Surrounded by more than thirty millennial women, I sat in the heart of the Senate office building and participated in a mock committee meeting on clean air. It is with these women that I began to realize my true potential and, more importantly, my true worth. Our unique experience provides us with the tools to accurately represent everyone- as we are mothers, daughters, sisters, scientists, doctors, teachers, policymakers, and so much more. The Public Leadership Education Network (PLEN) provided me with the skills needed to empower myself and other women to make a difference.
Through PLEN’s Women and Congress Seminar, I learned practical skills like networking, resume building, and lobbying. During panel sessions, we were told the ins and outs of campaigning and the best way to ask people for money-- no matter how uncomfortable it may be. I learned the good, the bad, and the ugly about having a career on the hill, and then how to navigate the relationships made through positions similar to that. I was taught skills I didn’t know I lacked: salary negotiation, work and personal life balance, and job hunt.

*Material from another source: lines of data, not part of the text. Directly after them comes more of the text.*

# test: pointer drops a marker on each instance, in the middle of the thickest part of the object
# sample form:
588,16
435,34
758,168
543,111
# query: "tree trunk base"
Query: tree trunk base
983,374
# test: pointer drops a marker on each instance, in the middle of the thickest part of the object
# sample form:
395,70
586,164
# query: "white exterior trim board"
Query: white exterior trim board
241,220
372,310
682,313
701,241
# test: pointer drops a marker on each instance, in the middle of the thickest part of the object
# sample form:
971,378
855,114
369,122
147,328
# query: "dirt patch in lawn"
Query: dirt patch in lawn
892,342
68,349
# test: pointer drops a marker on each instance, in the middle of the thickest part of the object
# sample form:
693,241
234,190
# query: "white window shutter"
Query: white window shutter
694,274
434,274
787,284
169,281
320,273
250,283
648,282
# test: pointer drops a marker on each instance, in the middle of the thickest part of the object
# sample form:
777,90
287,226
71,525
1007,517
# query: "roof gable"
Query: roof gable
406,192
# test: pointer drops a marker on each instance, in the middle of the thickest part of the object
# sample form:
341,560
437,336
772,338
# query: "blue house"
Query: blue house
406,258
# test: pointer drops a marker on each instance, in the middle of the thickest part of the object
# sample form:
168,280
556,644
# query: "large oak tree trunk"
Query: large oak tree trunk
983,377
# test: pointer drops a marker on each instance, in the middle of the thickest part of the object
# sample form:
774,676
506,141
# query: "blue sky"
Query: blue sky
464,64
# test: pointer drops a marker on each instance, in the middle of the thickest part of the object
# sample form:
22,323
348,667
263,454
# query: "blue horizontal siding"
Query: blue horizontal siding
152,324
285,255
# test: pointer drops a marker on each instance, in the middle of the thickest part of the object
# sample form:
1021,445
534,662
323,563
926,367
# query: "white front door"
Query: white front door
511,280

Most importantly, I realized the significance of standing up for all women, despite their views. Women must be a part of the conversation before we can even begin to express opposing opinions, and that cannot happen when we stand against each other. We must realize we have the ability to influence policy and challenge the status quo. It’s time we stand up for ourselves, stand out against injustice, and run against those who resist inclusion. Women, like young people, have a marginalized voice in our society and the lessons I have learned can help both overcome the obstacles that stand in the way of success. Essentially, our voice is stronger when we use it collectively and we need to use that voice to create change.